Sunday, 2 September 2007

The Oiks 1 HSBC 0

An interesting example of the exercise of people power has come to light over the past couple of weeks. It concerns a disagreement between the banking giant HSBC and a number of their student and graduate customers. For a number of years, as an inducement for students to open an account with the bank, it has offered a facility whereby overdrafts run up whilst at college – up to a limit of about £1,500 to £2,000 – are left as interest free loans for a short period after graduation – generally no longer than two years.

This is part of a tactic to attract the custom of graduates, who, over the course of a lifetime, are unlikely to change banks and who are likely to generate a stream of profitable business for the bank (checking accounts, mortgages, insurance, pensions, savings, investments, wills & trusts, and so on). It is a common marketing tactic amongst the UK retail banks.

In July, the HSBC announced that it was to withdraw the facility with immediate effect, even for existing customers who had opened accounts on the understanding that there would be a facility after graduation, and who had relied upon that inducement in placing their business with the HSBC to begin with. The story came to our attention through a report in the Guardian (read report).

The student body, galvanised by the National Union of Students, and using Facebook as an organising vehicle, planned a campaign to protest against this unilateral change in their banking arrangements. The idea was to use the smart mob to clog up the banking facilities of the HSBC in selected cities across the UK. The protest would be non-violent, and would consist of several hundred students all turning up at a selected branch, at the same time, and querying the notice of charges sent to them as customers. It would generate a fair deal of negative publicity – particularly as the HSBC brands itself in the UK as ‘the listening bank’.

In the face of this, according to the Guardian (read report) the HSBC has relented and has scrapped the plans.

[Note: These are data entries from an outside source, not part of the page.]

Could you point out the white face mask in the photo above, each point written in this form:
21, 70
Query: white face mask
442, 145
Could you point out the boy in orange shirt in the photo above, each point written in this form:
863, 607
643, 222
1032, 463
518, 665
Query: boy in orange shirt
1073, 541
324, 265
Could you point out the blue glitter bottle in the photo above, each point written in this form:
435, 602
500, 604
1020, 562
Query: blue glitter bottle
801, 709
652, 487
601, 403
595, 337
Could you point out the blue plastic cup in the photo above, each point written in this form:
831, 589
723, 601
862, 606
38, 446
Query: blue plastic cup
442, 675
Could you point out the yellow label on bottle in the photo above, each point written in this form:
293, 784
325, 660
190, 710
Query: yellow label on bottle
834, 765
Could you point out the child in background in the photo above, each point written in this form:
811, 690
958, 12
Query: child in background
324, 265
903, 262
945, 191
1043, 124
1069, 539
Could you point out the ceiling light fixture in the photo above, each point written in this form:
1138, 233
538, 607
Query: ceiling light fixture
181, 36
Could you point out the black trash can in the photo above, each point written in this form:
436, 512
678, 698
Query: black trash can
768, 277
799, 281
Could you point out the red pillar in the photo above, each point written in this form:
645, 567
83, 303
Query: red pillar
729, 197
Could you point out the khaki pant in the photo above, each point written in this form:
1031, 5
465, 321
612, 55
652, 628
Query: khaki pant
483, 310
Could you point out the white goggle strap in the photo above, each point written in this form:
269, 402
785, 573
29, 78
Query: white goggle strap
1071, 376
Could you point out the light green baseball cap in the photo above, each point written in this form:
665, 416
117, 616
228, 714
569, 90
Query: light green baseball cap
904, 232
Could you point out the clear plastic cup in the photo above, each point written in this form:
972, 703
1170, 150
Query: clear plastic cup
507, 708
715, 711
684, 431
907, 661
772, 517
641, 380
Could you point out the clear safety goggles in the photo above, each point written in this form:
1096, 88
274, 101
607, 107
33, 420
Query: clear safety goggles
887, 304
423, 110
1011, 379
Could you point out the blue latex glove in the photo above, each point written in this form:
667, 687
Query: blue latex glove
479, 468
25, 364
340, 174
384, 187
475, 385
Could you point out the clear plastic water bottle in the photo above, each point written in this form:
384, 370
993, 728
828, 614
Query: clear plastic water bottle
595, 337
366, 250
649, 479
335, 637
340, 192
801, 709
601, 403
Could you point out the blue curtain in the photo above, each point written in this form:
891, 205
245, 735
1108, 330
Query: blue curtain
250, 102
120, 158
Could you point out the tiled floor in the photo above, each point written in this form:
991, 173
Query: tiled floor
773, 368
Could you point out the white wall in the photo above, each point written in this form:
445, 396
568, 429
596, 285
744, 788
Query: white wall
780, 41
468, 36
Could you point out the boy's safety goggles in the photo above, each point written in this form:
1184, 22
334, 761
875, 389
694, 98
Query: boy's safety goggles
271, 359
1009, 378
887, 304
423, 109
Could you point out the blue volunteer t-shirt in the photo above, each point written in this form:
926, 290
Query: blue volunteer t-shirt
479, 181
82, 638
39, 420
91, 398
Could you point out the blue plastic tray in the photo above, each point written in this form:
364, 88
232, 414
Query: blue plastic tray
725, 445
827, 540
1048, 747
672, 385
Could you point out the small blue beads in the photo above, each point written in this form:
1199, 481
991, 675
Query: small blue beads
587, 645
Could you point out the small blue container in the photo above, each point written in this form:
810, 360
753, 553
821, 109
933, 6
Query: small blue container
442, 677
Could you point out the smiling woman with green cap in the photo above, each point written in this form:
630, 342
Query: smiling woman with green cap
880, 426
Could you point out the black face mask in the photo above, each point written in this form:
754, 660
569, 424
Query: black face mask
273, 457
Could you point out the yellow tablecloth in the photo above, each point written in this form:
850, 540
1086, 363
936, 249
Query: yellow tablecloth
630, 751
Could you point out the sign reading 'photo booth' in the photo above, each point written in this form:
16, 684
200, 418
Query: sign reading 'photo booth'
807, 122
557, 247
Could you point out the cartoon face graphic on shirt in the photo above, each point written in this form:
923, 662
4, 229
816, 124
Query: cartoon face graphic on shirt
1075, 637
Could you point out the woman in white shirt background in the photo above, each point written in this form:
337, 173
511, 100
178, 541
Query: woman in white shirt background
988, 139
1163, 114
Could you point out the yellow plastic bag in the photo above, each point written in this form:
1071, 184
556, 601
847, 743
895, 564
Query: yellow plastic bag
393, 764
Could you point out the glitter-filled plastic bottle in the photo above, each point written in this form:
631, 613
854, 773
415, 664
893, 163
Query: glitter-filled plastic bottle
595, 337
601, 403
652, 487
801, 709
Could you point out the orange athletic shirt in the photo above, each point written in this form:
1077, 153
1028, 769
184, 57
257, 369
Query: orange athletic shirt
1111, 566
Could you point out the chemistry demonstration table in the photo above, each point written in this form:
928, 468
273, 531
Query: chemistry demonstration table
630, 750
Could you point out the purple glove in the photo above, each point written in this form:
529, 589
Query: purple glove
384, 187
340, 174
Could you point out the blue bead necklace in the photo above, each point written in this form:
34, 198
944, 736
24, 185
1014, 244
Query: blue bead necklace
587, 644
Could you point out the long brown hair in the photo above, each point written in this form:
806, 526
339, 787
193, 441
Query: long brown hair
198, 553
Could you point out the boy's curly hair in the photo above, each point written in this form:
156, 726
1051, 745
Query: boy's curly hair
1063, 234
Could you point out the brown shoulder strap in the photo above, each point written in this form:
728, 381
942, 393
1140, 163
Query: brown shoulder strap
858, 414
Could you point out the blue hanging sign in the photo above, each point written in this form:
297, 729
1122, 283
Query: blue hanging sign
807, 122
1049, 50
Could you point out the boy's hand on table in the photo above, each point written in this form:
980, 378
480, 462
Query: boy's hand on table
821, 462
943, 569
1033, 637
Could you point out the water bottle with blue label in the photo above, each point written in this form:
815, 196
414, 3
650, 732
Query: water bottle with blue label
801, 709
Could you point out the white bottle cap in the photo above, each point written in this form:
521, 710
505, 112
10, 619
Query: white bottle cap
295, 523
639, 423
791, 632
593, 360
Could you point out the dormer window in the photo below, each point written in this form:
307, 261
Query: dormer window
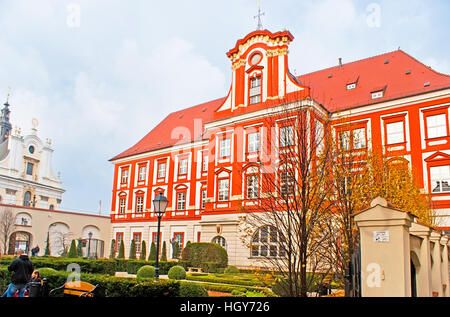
377, 94
255, 90
29, 168
351, 86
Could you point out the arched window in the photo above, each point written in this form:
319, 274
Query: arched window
220, 241
27, 199
266, 242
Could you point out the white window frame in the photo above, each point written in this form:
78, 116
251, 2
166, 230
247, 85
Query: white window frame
182, 168
286, 136
440, 175
205, 163
359, 138
395, 132
203, 199
181, 200
223, 193
253, 142
142, 172
252, 186
124, 176
162, 171
435, 128
122, 206
225, 147
139, 204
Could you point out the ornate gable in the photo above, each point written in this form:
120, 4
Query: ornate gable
260, 73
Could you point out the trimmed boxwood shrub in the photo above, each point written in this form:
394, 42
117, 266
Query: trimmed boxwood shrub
109, 286
177, 273
231, 270
192, 290
198, 254
44, 271
146, 272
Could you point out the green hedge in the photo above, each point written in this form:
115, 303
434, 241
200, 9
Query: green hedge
109, 286
210, 256
102, 266
192, 290
224, 280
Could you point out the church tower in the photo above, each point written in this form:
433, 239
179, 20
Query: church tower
5, 125
260, 74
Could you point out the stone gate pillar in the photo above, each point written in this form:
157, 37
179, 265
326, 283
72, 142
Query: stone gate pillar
385, 250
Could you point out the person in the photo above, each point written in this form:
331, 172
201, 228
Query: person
22, 268
35, 251
34, 284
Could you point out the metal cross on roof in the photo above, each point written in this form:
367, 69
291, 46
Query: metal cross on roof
259, 15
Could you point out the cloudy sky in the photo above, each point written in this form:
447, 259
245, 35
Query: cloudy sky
100, 74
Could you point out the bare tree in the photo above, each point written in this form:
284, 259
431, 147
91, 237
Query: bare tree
285, 228
7, 224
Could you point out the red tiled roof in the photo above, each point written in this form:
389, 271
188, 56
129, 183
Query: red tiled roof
328, 87
387, 71
187, 122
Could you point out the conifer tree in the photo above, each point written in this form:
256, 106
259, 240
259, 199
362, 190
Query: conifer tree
152, 255
80, 248
143, 250
112, 253
132, 255
47, 245
72, 251
121, 254
164, 252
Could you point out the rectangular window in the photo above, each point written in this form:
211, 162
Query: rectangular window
255, 90
137, 241
395, 133
440, 179
29, 168
203, 199
125, 176
377, 94
252, 186
437, 126
181, 200
225, 147
179, 237
182, 169
344, 140
122, 202
224, 186
253, 142
205, 163
142, 173
320, 142
119, 238
162, 170
139, 204
359, 138
286, 136
286, 184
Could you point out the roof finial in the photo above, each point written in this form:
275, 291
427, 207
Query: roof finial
259, 15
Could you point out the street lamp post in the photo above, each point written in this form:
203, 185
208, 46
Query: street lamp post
160, 205
89, 245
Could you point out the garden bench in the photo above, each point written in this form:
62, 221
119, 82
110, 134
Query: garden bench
195, 269
76, 288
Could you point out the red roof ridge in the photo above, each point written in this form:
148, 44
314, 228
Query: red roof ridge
371, 57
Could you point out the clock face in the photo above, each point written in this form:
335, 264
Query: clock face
255, 59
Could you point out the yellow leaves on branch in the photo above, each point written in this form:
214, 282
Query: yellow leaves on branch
391, 179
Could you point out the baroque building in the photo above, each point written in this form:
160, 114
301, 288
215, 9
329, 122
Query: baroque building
31, 192
26, 175
207, 159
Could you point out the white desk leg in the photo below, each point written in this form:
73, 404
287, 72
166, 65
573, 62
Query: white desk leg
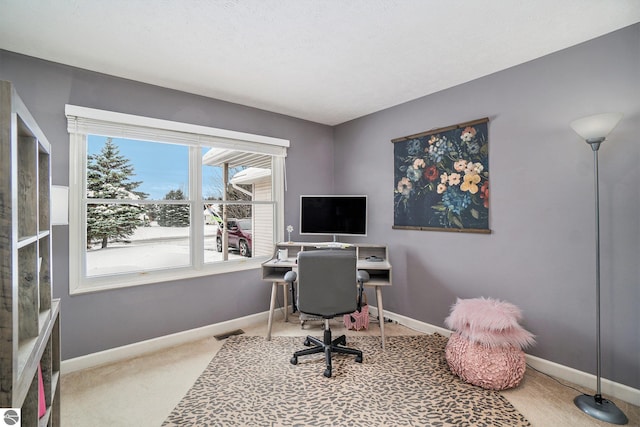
272, 307
285, 292
380, 312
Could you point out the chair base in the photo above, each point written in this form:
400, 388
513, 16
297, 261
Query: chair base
327, 346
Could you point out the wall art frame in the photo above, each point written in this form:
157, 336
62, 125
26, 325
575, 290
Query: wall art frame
441, 179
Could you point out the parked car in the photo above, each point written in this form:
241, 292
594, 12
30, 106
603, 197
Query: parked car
239, 231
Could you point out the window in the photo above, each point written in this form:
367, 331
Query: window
153, 200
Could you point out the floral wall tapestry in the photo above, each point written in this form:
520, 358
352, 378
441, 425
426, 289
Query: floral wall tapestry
442, 179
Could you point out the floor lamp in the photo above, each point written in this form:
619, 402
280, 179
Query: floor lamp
594, 130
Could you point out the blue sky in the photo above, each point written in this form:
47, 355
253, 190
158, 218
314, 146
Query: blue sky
167, 169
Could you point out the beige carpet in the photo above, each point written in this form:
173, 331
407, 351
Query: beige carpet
250, 382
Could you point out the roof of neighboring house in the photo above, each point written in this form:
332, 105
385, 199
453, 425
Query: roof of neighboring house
250, 175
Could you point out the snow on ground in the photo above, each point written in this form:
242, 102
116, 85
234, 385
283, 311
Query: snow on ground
151, 248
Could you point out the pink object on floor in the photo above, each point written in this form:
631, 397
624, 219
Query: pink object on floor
486, 347
489, 322
496, 368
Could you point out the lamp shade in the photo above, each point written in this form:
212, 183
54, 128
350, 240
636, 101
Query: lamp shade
596, 126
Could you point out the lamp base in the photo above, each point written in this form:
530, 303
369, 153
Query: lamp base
605, 410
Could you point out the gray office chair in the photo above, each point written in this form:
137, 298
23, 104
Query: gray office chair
328, 287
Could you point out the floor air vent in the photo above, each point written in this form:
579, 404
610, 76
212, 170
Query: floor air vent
228, 334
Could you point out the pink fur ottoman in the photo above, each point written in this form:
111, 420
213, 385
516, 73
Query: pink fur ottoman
486, 348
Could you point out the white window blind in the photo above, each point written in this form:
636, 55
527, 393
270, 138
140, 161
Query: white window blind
83, 120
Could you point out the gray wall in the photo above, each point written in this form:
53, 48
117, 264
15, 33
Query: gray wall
103, 320
540, 255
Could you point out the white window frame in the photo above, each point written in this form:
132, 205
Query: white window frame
83, 121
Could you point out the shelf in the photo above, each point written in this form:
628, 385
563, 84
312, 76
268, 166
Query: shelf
30, 330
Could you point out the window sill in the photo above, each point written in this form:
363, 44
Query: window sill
160, 276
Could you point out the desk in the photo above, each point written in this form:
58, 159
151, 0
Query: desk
273, 271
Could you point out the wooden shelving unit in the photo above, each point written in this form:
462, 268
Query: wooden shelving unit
29, 318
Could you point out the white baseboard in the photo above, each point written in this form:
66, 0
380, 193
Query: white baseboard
144, 347
609, 388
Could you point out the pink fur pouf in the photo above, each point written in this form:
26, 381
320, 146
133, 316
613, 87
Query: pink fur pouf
486, 348
493, 368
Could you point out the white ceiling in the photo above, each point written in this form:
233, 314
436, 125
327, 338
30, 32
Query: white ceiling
328, 61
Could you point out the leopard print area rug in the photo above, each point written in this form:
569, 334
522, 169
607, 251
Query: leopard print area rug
250, 382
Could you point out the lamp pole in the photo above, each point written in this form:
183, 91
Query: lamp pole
595, 146
596, 406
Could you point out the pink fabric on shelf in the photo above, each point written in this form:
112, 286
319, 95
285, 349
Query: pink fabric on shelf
496, 368
42, 403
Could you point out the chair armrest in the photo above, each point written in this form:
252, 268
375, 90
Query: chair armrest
290, 276
362, 276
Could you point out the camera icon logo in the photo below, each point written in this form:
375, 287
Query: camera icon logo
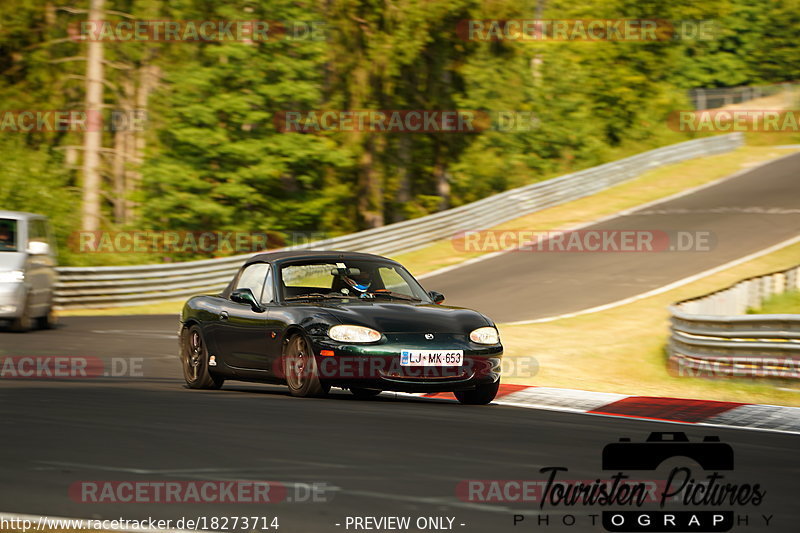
710, 454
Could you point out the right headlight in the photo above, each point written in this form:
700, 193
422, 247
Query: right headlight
485, 335
12, 276
348, 333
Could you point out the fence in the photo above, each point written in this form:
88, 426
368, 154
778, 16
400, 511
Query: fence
712, 336
86, 287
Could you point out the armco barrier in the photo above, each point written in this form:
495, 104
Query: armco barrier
86, 287
712, 335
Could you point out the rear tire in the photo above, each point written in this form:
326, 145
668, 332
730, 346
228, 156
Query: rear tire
194, 357
481, 395
364, 394
300, 368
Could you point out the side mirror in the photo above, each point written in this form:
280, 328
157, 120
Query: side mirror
245, 296
437, 297
38, 248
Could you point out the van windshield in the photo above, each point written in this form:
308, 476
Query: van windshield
8, 235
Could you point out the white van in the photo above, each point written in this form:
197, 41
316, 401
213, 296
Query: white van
27, 270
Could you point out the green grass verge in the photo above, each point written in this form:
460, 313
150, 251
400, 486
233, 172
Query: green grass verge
650, 186
785, 303
653, 185
622, 349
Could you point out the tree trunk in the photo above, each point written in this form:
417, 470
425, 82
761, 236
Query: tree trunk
93, 137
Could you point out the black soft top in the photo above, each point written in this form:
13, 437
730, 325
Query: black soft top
292, 255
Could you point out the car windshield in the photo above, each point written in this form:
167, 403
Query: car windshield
8, 235
349, 280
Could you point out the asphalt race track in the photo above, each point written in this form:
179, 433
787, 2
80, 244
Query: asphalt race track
743, 215
386, 457
391, 456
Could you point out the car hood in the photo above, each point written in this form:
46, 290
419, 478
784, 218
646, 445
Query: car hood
408, 318
11, 261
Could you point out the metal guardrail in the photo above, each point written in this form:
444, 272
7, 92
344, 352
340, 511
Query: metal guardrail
714, 98
91, 287
712, 336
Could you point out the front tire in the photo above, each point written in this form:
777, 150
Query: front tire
482, 394
194, 356
300, 368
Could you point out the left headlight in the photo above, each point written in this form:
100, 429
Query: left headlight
345, 333
487, 335
12, 276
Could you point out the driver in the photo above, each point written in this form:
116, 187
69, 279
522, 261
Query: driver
359, 282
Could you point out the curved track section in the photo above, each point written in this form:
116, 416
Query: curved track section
742, 215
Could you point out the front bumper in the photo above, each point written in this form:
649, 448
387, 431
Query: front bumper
377, 366
12, 300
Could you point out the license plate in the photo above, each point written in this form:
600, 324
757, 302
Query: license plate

The NUS are claiming this as a major victory of the small guy against the corporate world (see link). This may be a bit of an exaggeration, but the tenor of the claim is in the right direction.

In the UK, for many years, the retail banks have treated their customers with complete contempt. They realise that, in modern society, not to have a bank account is to become a non-person, who cannot be paid a salary and who cannot receive state benefits. The banks are in an oligopolistic position, and it is often alleged that they abuse this market power to the detriment of their customers. Indeed, there are now so many cases before the courts where customers are suing their banks for alleged unfair and illegal bank charges, that the judiciary are complaining about how the volume of cases is starting to paralyse the Small Claims Courts.

We see this as part of a longer trend – one that large corporations need to heed. The communications revolution and the internet have delivered a vehicle to activists to organise a campaign against companies. Turning this around, as a futurist, we now ask companies what they would do if 80% of their customers turned up to their outlets at the same time, on the same day, to complain about poor service or to return allegedly faulty goods. Or to call the Chairman’s office, or the company’s auditors, or the company’s bankers, and so on. The new technologies have given the customer a new voice.

I wonder how many organisations plan for this Wild Card.